Question

What’s the probability of getting each card out of a deck?

Determine the probability of drawing the card(s) at random from a well-shuffled regular deck of 52 playing cards.​
​
a. a seven​​​​​​​​​​​​ __________

b. a six of clubs​​​​​​​​​​​​. ___________

c. a five or a queen​​​​​​​​​​​ ___________

d. a black card​​​​​​​​​​​​. ___________

e. a red card or a jack​​​​​. ___________

f. a club or an ace​​​​​​​​​​​. ___________

g. a diamond or a spade​​​​​​​​​​​. ___________

Answer 1

a. 1/13

b. 1/52

c. 2/13

d. 1/2

e. 15/26

f. 17/52

g. 1/2

Explanation:

a.

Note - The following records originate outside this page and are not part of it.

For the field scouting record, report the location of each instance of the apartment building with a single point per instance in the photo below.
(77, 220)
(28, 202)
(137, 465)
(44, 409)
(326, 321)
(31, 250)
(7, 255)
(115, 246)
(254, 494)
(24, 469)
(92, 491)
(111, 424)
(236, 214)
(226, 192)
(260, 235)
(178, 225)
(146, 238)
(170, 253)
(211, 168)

In a deck of cards, there are 4 suits and each of them has a 7. Therefore, the probability of drawing a 7 is:

P(7) = 4/52 = 1/13

b. There is only one 6 of clubs, therefore, the probability of drawing a 6 of clubs is:

P(6 of clubs) = 1/52

c. There 4 fives (one for each suit) and 4 queens in a deck of cards. Therefore, the probability of drawing a five or a queen​​​​​​​​​​​ is:

P(5 or Q) = P(5) + P(Q)

= 4/52 + 4/52

= 1/13 + 1/13

P(5 or Q) = 2/13

d. There are 2 suits that are black. Each suit has 13 cards. Therefore, there are 26 black cards. The probability of drawing a black card is:

P(B) = 26/52 = 1/2

e. There are 2 suits that are red. Each suit has 13 cards. Therefore, there are 26 red cards. There are 4 jacks. Therefore:

P(R or J) = P(R) + P(J)

= 26/52 + 4/52

= 30/52

P(R or J) = 15/26

f. There are 13 cards in clubs suit and there are 4 aces, therefore:

P(C or A) = P(C) + P(A)

= 13/52 + 4/52

P(C or A) = 17/52

g. There are 13 cards in the diamonds suit and there are 13 in the spades suit, therefore:

P(D or S) = P(D) + P(S)

= 13/52 + 13/52

= 26/52

P(D or S) = 1/2